About five minutes after I cast out Rob arrived  with a look on his face that said 'are we honestly fishing here'. With four rods out we sat back and watched as every kind of debris flowed by. It didn't take long for my rod tips to bend slowly round as the summer weed that had been torn from its delicate footings collected around my lines. After making several recasts my lead rod which had been sitting down stream piggy backing of the feeder rods bait stream screamed off. My strike was met by powerful resistance and at first I was convinced a barbel was hooked. But! half way in the fight suddenly became rather surface based and through the murky water I caught glimpse of what I suspected was a carp. Sure enough once on the bank a solid common of about 7lb began to give me some proper grief, firstly by flipping every where when ever the camera was pointed at it then by sticking the sharp ray of its dorsal fin in my hand, then if that wasn't enough it gave me a face full of water as it shot back into the river.

I had staked my bank sticks into the soft ground about six inches off the water line and by lunch time I had noticed that the river was still rising as the water got ever closer to the bank sticks.

Around dinner Rob had very surprising capture of a tiny barbel of 14oz -1lb which can only be a good sign for the river if you actually catch little ones, though sadly we never a took a picture of this little fellow. But it didn't matter as after catching two eels on meant Robs rod tip went round with some real force.

A slow sluggish fight from a heavy fish in turbulent water on lightish gear is enough to get any ones arse going but once we had both sighted a good barbel roll in front of us we both began getting even more nervous. I wasn't really helping as I stood knee deep in front of  Rob begging him to try and keep the line of the submerged concrete bank as I tried to shield the line from it using the net head.
Finally it was in the net and Robs statement that he didn't think it was a double soon changed when I lifted up the net from the coloured water to revel a whopping barbel.

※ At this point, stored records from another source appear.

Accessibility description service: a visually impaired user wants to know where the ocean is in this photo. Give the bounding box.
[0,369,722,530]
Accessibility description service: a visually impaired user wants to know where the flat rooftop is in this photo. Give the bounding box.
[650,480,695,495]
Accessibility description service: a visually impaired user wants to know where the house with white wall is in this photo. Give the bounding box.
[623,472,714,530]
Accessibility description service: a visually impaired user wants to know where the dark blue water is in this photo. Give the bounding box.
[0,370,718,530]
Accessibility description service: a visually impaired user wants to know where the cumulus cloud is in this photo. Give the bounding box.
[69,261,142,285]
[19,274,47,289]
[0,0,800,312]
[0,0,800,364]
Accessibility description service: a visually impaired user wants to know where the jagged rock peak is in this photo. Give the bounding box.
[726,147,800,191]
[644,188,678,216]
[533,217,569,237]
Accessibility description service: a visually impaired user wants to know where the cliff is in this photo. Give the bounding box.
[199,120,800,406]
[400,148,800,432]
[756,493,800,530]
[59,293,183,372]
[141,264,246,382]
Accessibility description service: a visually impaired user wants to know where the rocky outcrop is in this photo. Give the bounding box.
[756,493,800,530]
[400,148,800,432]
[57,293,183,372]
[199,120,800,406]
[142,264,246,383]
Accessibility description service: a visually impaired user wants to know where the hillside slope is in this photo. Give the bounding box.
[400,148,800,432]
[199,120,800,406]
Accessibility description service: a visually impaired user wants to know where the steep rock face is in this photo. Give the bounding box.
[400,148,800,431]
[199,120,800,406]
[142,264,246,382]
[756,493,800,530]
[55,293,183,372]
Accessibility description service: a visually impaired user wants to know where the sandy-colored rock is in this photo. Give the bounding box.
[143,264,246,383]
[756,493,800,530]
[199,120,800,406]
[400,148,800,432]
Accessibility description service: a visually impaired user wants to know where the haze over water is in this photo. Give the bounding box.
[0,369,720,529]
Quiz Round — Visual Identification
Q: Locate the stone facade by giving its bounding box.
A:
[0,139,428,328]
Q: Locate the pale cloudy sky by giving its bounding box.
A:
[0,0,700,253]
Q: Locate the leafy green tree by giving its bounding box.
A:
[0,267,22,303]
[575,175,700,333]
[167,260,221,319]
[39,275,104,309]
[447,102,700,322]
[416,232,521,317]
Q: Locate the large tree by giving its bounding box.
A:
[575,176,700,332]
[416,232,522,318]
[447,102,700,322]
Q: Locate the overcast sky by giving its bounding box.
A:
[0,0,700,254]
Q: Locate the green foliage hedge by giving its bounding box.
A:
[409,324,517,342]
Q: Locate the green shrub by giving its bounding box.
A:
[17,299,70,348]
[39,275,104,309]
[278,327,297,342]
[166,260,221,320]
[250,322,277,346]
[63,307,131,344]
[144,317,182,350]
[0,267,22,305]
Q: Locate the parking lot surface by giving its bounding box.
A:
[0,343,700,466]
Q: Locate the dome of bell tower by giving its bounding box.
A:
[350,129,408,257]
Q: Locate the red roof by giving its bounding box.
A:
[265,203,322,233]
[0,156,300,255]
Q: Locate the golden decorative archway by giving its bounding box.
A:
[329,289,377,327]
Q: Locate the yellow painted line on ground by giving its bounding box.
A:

Out the water and on the mat its true girth was reveled and once on the scales the dial went right over ten pounds and stopped 12.6lb a new PB for Robert 'pinkie' Williams.

As I know Rob loves people naming fish so much and it had such a distinguishing feature of a large scar on its side I hereby name this fish 'Big scar'

Though I was hoping to land my own decent barbel today I had to settle for my usual Avon bream to finish the day with this nice three ponder which fancied a bit of spam for its afternoon tea.